Rheumakranke: Auch auf die Zahngesundheit achten

Neuere Studien belegen Zusammenhang zwischen Parodontitis und rheumatoider Arthritis

(dgk) In den vergangenen Jahren hat die Forschung immer neue Zusammenhänge zwischen der Zahngesundheit und der Allgemeingesundheit entdeckt. Das gilt besonders für Patienten mit Parodontitis (Entzündung des Zahnhalteapparates). Wer seine Zähne nicht pflegt, riskiert nicht nur, seine „Beißer“ zu verlieren, sondern unter Umständen andere Krankheiten zu bekommen oder zu verschlimmern. Herz-Kreislauf-Erkrankungen, Herzinfarkt, Schlaganfall, Diabetes, mögliche Frühgeburten – das sind nur einige der möglichen Folgen für Parodontitis-Patienten. Eine – wenn auch nicht ursächliche – Wechselbeziehung besteht offenbar auch zu rheumatoider Arthritis: Die eine Krankheit kann die andere beeinflussen und umgekehrt.

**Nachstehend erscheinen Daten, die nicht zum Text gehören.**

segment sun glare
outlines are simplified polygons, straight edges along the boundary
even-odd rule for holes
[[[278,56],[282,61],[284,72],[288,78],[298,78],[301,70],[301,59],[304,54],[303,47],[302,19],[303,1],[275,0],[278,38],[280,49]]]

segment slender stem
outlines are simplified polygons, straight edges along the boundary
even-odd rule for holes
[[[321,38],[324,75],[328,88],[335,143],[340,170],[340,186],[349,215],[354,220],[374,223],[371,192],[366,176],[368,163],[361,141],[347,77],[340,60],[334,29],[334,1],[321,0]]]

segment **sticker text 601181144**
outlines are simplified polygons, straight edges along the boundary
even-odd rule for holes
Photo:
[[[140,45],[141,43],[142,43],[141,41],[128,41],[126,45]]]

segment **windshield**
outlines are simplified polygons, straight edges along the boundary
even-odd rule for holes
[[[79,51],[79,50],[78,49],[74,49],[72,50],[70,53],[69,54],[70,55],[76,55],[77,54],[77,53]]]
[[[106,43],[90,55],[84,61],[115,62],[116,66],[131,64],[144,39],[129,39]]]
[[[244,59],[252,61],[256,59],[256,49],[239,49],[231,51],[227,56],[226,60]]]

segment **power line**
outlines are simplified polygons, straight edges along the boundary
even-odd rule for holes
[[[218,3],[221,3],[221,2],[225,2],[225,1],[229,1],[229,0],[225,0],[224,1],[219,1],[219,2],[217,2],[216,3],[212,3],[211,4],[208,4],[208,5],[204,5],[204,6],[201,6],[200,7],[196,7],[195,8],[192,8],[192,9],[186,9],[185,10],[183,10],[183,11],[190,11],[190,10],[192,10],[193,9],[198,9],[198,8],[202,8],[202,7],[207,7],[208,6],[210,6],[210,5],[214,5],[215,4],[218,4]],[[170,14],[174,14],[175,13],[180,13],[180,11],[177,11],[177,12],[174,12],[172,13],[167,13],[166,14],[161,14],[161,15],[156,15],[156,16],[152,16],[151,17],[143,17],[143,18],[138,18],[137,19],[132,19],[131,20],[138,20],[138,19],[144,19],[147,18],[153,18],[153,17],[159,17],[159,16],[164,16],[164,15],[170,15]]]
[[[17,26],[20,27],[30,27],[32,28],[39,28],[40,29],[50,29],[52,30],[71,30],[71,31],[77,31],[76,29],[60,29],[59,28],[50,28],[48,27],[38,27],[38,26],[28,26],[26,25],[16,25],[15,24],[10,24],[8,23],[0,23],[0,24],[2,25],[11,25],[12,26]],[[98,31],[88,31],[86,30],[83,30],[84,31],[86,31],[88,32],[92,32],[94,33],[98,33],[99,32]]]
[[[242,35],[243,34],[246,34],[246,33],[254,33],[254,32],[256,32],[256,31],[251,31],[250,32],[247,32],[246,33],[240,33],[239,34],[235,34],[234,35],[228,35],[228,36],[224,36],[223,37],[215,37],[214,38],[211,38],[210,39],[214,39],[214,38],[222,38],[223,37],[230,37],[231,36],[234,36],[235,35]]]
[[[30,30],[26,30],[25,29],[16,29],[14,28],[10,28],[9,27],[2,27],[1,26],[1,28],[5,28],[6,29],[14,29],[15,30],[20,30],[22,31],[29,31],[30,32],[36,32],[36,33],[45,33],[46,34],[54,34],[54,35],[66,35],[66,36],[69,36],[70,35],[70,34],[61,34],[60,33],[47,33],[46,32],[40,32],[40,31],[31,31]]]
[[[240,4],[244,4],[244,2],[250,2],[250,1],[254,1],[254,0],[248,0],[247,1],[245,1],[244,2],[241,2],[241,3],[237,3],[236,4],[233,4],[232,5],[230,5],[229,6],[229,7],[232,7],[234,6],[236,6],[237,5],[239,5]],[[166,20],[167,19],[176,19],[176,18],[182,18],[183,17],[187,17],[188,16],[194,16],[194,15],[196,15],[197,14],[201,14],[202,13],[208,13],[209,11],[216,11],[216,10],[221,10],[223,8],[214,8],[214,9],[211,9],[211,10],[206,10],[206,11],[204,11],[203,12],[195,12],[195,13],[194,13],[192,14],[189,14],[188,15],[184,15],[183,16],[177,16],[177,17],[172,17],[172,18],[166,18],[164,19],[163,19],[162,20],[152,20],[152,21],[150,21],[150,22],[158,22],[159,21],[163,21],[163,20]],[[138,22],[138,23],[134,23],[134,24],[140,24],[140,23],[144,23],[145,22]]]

Es hat sich herausgestellt, dass Patienten mit einer rheumatischen Systemerkrankung ein deutlich erhöhtes Risiko für eine Parodontitis aufweisen. Auch bei Rheuma im Kindes- und Jugendalter besteht eine erhöhte Gefahr, eine Parodontitis zu entwickeln. Eine im Sommer 2009 veröffentlichte rumänische Studie zeigte, dass mehr als die Hälfte der untersuchten Patienten mit rheumatoider Arthritis auch unter einer Parodontitis litt und zudem einen wesentlich schlechteren Zahnstatus als die gesunde Kontrollgruppe aufwies. Außerdem war bei der Gruppe die Aktivität ihrer rheumatischen Beschwerden signifikant erhöht gegenüber den Rheuma-Patienten ohne Zahnhalteapparatsentzündungen. Und nach einer sechsmonatigen Behandlung ihrer rheumatische Erkrankung besserte sich bei 80 Prozent die Parodontitis signifikant.

Eine Studie der Universitätsklinik Pittsburgh (USA) – auch aus 2009 Jahr – hat ebenfalls belegt, dass ein Zusammenhang zwischen Entzündungen des Zahnfleischs und Rheuma besteht. An der Untersuchung nahmen 40 Patienten teil, die sowohl starkes Rheuma als auch ausgeprägte Parodontitis hatten. Eine professionelle Zahnreinigung (PZR) und die Behandlung der Infektionen im Mundraum kamen nicht nur der Zahngesundheit zugute, sondern linderten gleichfalls sowohl die Schmerzen als auch die Zahl der geschwollenen Gelenke und die morgendliche Steifheit der Rheumapatienten.

Parodontitis und rheumatoide Arthritis haben gemeinsam, dass bei beiden eine Entzündung vorliegt. Einmal betrifft sie den Zahnhalteapparat, im anderen Fall die Gelenke – wobei von einer rheumatoiden Arthritis auch andere Organsysteme betroffen sein können. Autoimmun bedingtes Rheuma wird durch viele Faktoren beeinflusst: Neben Alter, Geschlecht, genetischen Voraussetzungen oder Rauchen sind es auch Infektionen, die zum Beispiel durch Bakterien entstehen. Und eine bakterielle Infektion ist auch Hauptursache der Parodontitis. Dabei bildet sich ein Biofilm auf der Zahnoberfläche, der durch die Bakterien direkte und durch eine überschießende Immunantwort indirekte Schädigungen hervorruft, die zum schleichenden Abbau des Zahnhalteapparates und schließlich zu Zahnverlust führen können. Ein Bakterium, das beim Entstehen und Fortschreiten einer Parodontitis eine wesentliche Rolle spielt, ist Porphyromonas gingivalis, das sich anscheinend direkt auch auf die Ausprägung von Rheumaerkrankungen auswirkt. Parodontitis-Bakterien können laut Experten also möglicherweise rheumatische Erkrankungen verstärken.